[PATCH v4.9] sched/fair: Overload-On-Wakeup fix.

From: Jarmo Tiitto
Date: Tue Mar 14 2017 - 17:34:15 EST


Try improve multi-core scaling.
The changes are experimental - the fix works
but possible regressions are unknown.

Please read the orginal author's paper to understand
the overall problem this patch tries to solve.

See the orignal patches at:
https://github.com/jplozi/wastedcores/tree/master/patches

And the related paper at:
http://www.i3s.unice.fr/~jplozi/wastedcores/

v1: the patch was re-written for v4.9 to remove goto statement.

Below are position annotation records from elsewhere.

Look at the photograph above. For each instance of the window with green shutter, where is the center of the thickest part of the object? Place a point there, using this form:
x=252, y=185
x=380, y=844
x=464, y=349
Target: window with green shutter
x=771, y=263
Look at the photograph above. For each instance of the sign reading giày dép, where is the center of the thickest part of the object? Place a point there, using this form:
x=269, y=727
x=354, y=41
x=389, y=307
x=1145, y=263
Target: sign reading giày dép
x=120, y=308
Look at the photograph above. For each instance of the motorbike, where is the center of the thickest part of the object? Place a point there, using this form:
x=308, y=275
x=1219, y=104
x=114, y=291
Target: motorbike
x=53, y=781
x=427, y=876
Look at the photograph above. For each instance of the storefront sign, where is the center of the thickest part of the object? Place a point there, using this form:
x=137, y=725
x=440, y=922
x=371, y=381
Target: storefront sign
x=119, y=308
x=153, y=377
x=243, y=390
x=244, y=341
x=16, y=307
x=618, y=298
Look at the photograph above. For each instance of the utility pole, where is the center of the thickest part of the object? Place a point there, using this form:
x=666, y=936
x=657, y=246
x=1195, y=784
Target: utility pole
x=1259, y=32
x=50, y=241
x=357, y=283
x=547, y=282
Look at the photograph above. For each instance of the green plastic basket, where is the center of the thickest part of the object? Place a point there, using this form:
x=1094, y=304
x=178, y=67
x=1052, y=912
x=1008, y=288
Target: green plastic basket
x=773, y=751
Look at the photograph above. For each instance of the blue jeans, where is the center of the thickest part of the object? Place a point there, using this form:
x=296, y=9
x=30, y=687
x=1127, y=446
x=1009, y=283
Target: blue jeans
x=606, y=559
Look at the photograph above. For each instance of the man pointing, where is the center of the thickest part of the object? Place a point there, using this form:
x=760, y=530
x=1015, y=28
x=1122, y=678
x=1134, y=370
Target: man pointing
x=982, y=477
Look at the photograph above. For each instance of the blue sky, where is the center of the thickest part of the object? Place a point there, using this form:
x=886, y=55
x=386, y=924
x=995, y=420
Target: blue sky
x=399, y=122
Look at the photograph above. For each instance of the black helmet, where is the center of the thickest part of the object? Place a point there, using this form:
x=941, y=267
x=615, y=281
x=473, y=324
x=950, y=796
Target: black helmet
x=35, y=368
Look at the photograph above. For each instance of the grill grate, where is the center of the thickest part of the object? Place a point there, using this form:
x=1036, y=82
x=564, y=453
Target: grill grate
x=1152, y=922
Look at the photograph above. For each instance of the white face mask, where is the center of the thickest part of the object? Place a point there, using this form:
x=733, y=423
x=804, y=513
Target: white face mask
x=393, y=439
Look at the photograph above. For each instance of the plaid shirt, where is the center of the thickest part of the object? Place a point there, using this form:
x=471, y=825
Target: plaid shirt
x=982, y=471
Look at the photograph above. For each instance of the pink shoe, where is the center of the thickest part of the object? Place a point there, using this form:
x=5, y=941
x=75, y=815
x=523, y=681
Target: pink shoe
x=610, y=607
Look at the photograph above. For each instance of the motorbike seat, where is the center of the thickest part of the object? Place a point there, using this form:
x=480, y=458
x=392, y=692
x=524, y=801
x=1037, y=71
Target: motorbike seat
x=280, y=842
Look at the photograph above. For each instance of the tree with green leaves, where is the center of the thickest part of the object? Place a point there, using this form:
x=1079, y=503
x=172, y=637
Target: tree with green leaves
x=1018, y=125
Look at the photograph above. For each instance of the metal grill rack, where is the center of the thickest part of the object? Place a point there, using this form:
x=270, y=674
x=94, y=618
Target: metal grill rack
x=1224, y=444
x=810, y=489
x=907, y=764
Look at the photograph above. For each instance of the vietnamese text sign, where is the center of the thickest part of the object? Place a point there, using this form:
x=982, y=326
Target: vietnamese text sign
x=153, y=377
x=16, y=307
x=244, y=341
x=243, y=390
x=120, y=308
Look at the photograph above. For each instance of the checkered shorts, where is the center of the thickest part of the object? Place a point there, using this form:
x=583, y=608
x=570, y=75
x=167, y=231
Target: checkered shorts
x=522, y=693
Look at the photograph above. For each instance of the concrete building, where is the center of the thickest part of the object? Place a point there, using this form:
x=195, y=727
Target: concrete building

v2: improved version from the wastedcores initial code. try take into
account the cpu wake-up latency and choose most recent idle cpu
instead.

I have tested the code and it really does improve
multi-core performance on my machine.

Reported-by: <jplozi@xxxxxxxx>
Signed-off-by: <jarmo.tiitto@xxxxxxxxx>
---
kernel/sched/fair.c | 138
++++++++++++++++++++++++++++++++--------------------
1 file changed, 86 insertions(+), 52 deletions(-)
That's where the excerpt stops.